External database links
This tab holds annotation information from the InterPro database.
InterPro entry IPR005018
The DOMON domain is an 110-125 residue long domain which has been identified in the physiologically important enzyme dopamine beta-monooxygenase and in several other secreted and transmembrane proteins from both plants and animals. It has been named after DOpamine beta-MOnooxygenase N-terminal domain. The DOMON domain can be found in one to four copies and in association with other domains, such as the Cu-ascorbate dependent monooxygenase domain, the epidermal growth factor domain, the trypsin inhibitor-like domain (TIL), the SEA domain and the Reelin domain. The architectures of the DOMON domain proteins strongly suggest a function in extracellular adhesion [PUBMED:11551777].
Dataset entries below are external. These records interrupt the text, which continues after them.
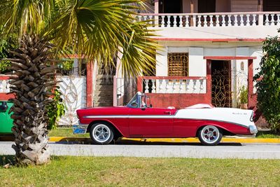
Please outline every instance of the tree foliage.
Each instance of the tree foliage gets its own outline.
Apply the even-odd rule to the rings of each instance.
[[[262,47],[264,56],[257,81],[258,108],[271,128],[280,131],[280,39],[267,38]]]
[[[10,111],[13,148],[18,163],[39,165],[50,159],[47,126],[56,120],[50,120],[46,106],[54,94],[48,90],[57,83],[54,59],[71,51],[108,69],[118,57],[127,76],[153,69],[158,45],[148,29],[148,20],[135,19],[136,10],[144,5],[144,0],[0,1],[4,33],[16,31],[20,41],[8,59],[13,80],[10,90],[15,97]],[[57,105],[53,107],[57,111],[52,116],[59,116]]]

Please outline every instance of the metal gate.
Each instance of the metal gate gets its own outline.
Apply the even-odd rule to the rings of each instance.
[[[216,107],[232,107],[231,76],[228,68],[212,72],[212,104]]]
[[[86,107],[86,76],[57,76],[59,91],[66,107],[65,115],[59,120],[59,125],[73,125],[78,123],[76,110]]]

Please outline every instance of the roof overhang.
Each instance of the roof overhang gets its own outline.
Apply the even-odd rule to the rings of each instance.
[[[254,59],[257,59],[257,57],[246,57],[246,56],[204,56],[203,58],[206,59],[206,60],[254,60]]]

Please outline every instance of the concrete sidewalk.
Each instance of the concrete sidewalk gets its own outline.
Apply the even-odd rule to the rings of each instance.
[[[14,155],[12,144],[0,142],[0,155]],[[92,145],[50,142],[49,148],[52,155],[280,159],[280,144],[276,144],[221,143],[216,146],[196,143],[172,144]]]
[[[198,138],[143,138],[129,139],[122,138],[118,141],[144,141],[144,142],[169,142],[169,143],[200,143]],[[91,141],[90,138],[78,137],[50,137],[50,141]],[[244,144],[280,144],[280,139],[270,138],[244,138],[244,137],[224,137],[221,142],[234,142]]]
[[[13,141],[11,137],[0,137],[0,141]],[[78,142],[91,142],[90,138],[85,137],[51,137],[50,141],[78,141]],[[142,138],[142,139],[129,139],[122,138],[119,142],[125,141],[140,141],[140,142],[166,142],[166,143],[200,143],[198,138]],[[280,144],[279,138],[251,138],[244,137],[223,137],[221,142],[244,143],[244,144]]]

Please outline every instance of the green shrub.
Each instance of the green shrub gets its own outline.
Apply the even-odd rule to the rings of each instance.
[[[280,41],[278,36],[267,38],[262,47],[264,56],[257,81],[258,108],[271,128],[280,132]]]
[[[52,102],[46,106],[49,118],[48,130],[56,129],[58,120],[65,113],[65,106],[61,95],[62,93],[57,89],[55,89]]]

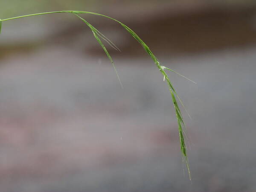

The sequence conservation is predominantly centred around patches of hydrophobic residues. The secondary structure prediction of the DOMON domain points to an all-beta-strand fold with seven or eight core strands supported by a buried core of conserved hydrophobic residues. There is a chraracteristic motif with two small positions (Gly or Ser) corresponding to a conserved turn immediately C-terminal to strand three. It has been proposed that the DOMON domain might form a beta-sandwich structure, with the strands distributed into two beta sheets as is seen in many extracellular adhesion domains such as the immunoglobulin, fibronectin type III, cadherin and PKD domains [PUBMED:11551777].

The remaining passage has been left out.